I use Netbeans because I like the test support and test coverage features combined with the fact that I can use it for multiple languages & environments. They really try to provide a complete environment but I find I still have to step out to the command line a lot - starting thinking_sphinx, running cucumber, tailing logs etc.. so it is never quite comprehensive. It is also slow as hell on my slow as hell laptop.
I used the eclipse rails plugin for a while and it is also pretty good but Netbeans had a pretty good feature surge for 6.5. that won me over.
If you're on Windows you may want to look at "Ruby in Steel"
I've just found it and have not worked with it much nbut the experience so far is good. So if you use VisualStudio for your job this may be a nice addon to help get Ruby into the same environment.
On a mac it is probably not worth it as TextMate is very optimized for Rails development through bundles. I did use AptanaIDE when I was on Windows though. The main problem here is not the IDE itself but the fact that it is not useable (as in snappy enough) on the machine I had. And strangely enough for a Ruby programmer I believe that a program that makes editing unformatted text feel sluggish on a 1Ghz/Gbyte machine is doing something wrong.
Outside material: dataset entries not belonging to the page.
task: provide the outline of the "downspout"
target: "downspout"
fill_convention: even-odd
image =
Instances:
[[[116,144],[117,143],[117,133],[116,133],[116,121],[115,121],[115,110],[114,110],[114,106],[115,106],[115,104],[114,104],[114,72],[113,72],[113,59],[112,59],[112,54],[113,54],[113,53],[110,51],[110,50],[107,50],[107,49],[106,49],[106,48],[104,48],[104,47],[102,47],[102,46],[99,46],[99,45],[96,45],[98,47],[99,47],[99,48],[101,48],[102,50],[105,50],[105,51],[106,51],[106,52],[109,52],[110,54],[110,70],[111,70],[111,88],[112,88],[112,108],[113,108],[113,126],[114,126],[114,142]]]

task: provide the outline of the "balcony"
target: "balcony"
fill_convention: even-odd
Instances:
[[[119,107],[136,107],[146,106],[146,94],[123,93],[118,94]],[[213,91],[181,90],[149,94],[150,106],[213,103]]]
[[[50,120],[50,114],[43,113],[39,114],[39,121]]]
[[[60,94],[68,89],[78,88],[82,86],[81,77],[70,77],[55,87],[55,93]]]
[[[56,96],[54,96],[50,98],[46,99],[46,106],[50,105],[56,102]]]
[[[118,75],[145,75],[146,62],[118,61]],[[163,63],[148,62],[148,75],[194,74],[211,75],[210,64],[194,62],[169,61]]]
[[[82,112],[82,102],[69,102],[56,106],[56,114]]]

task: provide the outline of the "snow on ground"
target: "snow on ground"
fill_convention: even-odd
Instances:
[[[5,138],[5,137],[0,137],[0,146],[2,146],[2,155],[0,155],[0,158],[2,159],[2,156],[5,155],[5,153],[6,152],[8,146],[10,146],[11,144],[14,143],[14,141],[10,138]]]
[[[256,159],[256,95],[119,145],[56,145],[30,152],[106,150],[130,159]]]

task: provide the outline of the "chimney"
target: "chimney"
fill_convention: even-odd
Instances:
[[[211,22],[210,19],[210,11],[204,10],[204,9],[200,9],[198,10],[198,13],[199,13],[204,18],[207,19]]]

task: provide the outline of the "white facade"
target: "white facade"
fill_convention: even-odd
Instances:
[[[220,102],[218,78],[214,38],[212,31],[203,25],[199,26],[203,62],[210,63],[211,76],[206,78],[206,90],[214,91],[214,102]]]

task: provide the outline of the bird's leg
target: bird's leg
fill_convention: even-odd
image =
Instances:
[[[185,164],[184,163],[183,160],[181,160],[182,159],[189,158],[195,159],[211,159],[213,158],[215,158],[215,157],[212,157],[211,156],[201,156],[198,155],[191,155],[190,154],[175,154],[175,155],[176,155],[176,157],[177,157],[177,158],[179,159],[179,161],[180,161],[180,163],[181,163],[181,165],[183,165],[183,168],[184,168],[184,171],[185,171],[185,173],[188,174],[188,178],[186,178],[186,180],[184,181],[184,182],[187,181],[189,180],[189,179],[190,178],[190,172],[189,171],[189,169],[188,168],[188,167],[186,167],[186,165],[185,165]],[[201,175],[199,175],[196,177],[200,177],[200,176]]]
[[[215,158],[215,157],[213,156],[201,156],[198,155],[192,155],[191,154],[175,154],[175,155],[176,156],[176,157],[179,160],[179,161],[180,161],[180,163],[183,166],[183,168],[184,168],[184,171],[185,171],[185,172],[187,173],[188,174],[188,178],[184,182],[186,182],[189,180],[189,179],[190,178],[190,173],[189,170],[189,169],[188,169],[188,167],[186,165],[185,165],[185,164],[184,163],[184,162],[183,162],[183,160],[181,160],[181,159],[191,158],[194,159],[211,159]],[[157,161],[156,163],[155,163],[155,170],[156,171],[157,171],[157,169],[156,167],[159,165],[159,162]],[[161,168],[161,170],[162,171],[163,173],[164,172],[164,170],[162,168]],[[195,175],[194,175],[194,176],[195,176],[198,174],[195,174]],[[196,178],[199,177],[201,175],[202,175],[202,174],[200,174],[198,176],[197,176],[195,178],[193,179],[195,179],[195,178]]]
Has anyone switched from using TextMate or another powerful text editor to a Ruby IDE? Am I missing anything?
Yes, I recently switched from Vim to RubyMine. (And I also used TextMate before that.) Personally I think the tradeoff is worthwhile, because of how well designed and well implemented RubyMine is. So the quality of the tool makes up for the heavier footprint.
The things I felt I was "missing" with Vim included well-implemented code completion, open files by typing partial filename, click on a symbol to go to the declaration, and a lot of other stuff.
I really like Komod for Ruby and Python development.